The latter is easier to establish,as this newspaper has shown. But at the end of the day, is it a crime to overstate the number of your employees? It is subterfuge as far as clients are concerned. But no company awards contract on the basis of numbers and there are no regulatory issues if the numbers are overstated in India. This could be possible in the US, had the company been based there, as there was a corresponding issue of how many employees were to draw social security status and so on. But an Indian company can be hauled up for understating employees only. Companies, especially in the Indian manufacturing sector, often do thisto escape closure norms. But Satyam, by overstating employees, only establishes intent to fraud, at best. Nothing more!

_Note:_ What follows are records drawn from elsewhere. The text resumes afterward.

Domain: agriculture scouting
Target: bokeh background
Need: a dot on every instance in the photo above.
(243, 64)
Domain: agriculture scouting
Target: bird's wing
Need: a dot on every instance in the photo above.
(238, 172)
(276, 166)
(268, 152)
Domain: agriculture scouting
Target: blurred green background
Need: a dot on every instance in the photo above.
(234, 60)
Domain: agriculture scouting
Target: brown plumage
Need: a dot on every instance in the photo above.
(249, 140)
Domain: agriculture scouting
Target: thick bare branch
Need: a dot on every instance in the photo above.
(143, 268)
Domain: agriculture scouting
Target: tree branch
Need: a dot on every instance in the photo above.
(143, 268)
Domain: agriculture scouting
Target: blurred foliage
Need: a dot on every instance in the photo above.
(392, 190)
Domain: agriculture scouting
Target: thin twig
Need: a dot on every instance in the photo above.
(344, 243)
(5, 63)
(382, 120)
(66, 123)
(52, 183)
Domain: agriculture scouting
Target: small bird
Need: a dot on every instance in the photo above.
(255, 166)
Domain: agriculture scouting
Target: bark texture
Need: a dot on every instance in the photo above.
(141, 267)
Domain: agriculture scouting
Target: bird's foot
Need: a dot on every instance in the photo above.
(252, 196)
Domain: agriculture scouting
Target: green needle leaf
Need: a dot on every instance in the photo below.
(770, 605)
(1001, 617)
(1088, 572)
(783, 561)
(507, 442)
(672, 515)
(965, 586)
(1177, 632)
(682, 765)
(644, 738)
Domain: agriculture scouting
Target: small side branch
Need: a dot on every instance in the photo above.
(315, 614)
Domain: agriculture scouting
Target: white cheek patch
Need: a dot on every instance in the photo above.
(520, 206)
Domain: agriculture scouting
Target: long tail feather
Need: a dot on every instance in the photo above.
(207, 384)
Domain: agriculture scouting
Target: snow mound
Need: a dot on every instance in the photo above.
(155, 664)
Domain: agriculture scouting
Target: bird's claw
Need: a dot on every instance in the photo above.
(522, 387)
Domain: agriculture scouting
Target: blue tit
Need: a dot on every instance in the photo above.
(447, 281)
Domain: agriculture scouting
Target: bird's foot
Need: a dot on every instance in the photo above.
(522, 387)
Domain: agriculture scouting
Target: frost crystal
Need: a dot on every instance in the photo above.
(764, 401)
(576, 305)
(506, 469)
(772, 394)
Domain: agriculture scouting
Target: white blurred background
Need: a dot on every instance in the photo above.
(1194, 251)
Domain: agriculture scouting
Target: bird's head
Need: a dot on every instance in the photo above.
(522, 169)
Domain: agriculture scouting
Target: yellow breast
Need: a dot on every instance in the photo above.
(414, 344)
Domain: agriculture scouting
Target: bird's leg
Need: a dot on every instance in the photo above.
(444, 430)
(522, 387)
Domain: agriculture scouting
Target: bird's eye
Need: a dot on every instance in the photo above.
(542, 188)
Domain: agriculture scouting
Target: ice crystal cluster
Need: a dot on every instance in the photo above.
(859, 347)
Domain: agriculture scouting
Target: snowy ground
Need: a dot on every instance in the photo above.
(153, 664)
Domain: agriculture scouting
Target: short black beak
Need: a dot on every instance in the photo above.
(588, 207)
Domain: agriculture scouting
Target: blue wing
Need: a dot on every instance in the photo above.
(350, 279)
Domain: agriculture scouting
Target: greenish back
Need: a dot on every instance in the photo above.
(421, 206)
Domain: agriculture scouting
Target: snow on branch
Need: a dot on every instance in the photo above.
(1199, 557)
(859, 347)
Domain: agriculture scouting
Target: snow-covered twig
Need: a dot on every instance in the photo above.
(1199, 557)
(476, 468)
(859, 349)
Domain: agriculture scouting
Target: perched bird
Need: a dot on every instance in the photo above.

The other trail is of course more promising. The company was inflating its balance sheet, which by all accounts is a major offence. Both the Securities and Exchange Board of India and the US Securities and Exchange Commission would hand out major sentences for it. But the investigations from Sebi have so far not even begun in real earnest and SEC will take more time. Sebi is yet to manage a full round of interrogation with

Ramalinga Raju. Meanwhile the investigators are coming up with a real conundrum. They are generally agreed that Satyam showed fixed or other current account deposits with banks that were fraudulent. The onus of proof will obviously be put on Raju to prove otherwise. But, and this is plausible, if it turns out that even one bank had indeed issued such certificates there could be a sizeable fall out. It would not prove immediately that the bank had colluded with Raju. But assuming a bank had issued a fixed deposit receipt on a genuine entry but had not bothered to ask the company to correct the entry in its balance sheet, what are we to make of it? This might sound like conjecture, but it is not too far-fetched.

Big companies undertake a huge number of transactions with banks and it seems incredible that so many banks never noticed that here was a balance sheet that had got so many figures vis a vis their bank wrong. The omissions do not reduce the culpability of Ramalinga Raju, but they do indicate there could be more systemic problems. Since neither the Serious Fraud Office nor Sebi has the mandate to ask these questions from the banks, does this mean the terms of the inquiry need to be made more broad-based to include RBI?

If the above scenario is true, and it does not seem a very wild conjecture, then the culpability of the auditors Price Waterhouse seems weaker. An auditor is supposed to be guided by the papers that the audited party i.e. Satyam produced. To the extent that the receipts of deposits were originals, the auditor would have little chance of picking up the trail. It does of course seem that Price Waterhouse made very elementary errors, like accepting the reasons why Satyam?s management needed to raise loans when it had a cash balance of over Rs 5,000 crore. But that is not the same as fraud. At the end of the day, it seems difficult to escape the verdict that there were more hands in the till than the Raju family, hailing from different regulatory regimes.